Gościem redaktora Adriana Stankowskiego w programie Telewizji Republika „Republika po południu” był dr Bartłomiej Biskup, politolog, specjalista ds. marketingu politycznego z Uniwersytetu Warszawskiego.
– Taśmy Neumanna potwierdzają to, co wiemy już z taśm z „Sowy i Przyjaciół”. Platforma Obywatelska lekceważy wyborców. Słowa Neumanna potwierdzają wiarę tego środowiska w polityczną otoczkę wymiaru sprawiedliwości - jeśli Prawo i Sprawiedliwość dokonuje zmian w sądownictwie, to będziemy bronić takich osób bez względu na to, czy są winni, czy nie – komentuje Biskup.

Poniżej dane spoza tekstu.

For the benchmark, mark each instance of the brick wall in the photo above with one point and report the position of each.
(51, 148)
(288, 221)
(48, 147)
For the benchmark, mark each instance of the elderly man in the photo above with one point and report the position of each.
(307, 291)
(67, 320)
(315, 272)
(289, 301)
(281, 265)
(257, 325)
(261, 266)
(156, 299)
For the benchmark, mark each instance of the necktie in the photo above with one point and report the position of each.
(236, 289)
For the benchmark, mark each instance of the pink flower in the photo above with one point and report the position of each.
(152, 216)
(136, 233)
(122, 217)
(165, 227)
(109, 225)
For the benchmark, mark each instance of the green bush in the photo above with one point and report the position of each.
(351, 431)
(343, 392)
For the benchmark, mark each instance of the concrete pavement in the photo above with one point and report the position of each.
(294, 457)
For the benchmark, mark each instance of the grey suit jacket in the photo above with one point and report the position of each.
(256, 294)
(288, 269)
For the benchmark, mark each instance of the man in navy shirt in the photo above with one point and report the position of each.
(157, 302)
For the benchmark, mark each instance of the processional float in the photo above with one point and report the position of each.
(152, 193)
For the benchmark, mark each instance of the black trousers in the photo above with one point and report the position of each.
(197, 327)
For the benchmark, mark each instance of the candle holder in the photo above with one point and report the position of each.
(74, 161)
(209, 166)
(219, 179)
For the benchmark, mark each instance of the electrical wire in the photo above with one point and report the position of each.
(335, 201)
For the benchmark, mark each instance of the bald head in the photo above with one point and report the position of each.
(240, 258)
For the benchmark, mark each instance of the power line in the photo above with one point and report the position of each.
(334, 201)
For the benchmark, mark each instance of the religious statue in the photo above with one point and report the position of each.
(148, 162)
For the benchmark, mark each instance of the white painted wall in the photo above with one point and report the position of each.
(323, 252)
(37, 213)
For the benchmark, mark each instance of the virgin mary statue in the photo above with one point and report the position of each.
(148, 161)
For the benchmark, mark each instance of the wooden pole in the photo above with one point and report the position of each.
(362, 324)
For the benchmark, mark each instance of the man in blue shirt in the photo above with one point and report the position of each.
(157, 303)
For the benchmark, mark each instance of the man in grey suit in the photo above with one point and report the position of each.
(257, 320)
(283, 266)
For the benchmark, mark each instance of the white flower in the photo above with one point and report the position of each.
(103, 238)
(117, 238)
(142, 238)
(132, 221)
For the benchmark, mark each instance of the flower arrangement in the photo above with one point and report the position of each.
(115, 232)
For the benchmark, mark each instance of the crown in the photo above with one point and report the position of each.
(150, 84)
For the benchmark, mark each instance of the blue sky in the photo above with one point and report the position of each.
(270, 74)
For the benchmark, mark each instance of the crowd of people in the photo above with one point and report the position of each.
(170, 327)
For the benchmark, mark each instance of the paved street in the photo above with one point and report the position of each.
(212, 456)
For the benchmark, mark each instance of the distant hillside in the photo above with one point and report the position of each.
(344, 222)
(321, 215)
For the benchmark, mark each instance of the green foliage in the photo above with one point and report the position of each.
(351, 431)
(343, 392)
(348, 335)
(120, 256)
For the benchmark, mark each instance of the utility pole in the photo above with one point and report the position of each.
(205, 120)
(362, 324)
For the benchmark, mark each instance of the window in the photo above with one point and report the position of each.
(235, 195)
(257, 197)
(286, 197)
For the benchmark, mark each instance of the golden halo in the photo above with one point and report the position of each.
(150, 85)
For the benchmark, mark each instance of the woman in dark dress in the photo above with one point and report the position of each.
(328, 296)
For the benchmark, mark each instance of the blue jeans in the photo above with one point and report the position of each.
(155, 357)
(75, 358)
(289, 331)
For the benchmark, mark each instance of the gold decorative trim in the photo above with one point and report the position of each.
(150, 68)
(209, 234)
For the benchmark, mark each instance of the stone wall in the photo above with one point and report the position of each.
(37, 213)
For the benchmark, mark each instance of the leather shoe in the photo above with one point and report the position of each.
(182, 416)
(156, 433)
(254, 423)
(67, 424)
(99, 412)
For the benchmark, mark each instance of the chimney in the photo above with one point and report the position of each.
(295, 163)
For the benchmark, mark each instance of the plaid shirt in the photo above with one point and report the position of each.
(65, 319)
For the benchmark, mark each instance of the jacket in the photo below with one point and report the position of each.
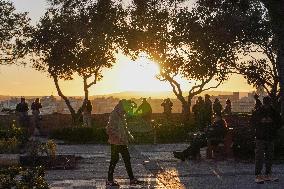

Według politologa opublikowane nagrania nie będą mieć dużego wpływu na wynik wyborów:
– Taśmy Neumanna nie będą mieć znaczącego wpływu na wynik wyborów, mogą jedynie zdemobilizować część elektoratu PO – powiedział gość Telewizji Republika.
Bartłomiej Biskup odniósł się także do najnowszego Sondażu Instytutu Badań Pollster przeprowadzonego dla Super Expressu:
– Pytanie brzmi, czy PiS będzie miało większość. Im niższa frekwencja, tym są na to większe szanse. Dotychczas wyższa frekwencja była niekorzystna dla partii prawicowych, ale tym razem jest inaczej – podkreślił Biskup.
Na pytanie Adriana Stankowskiego, czy przed wyborami, możemy spodziewać się dużych zmian odpowiedział:
– Pojedyncze procenty sondażowe na pewno mogą się zmieniać, ale nie będą to nie będą to już zmiany znaczące.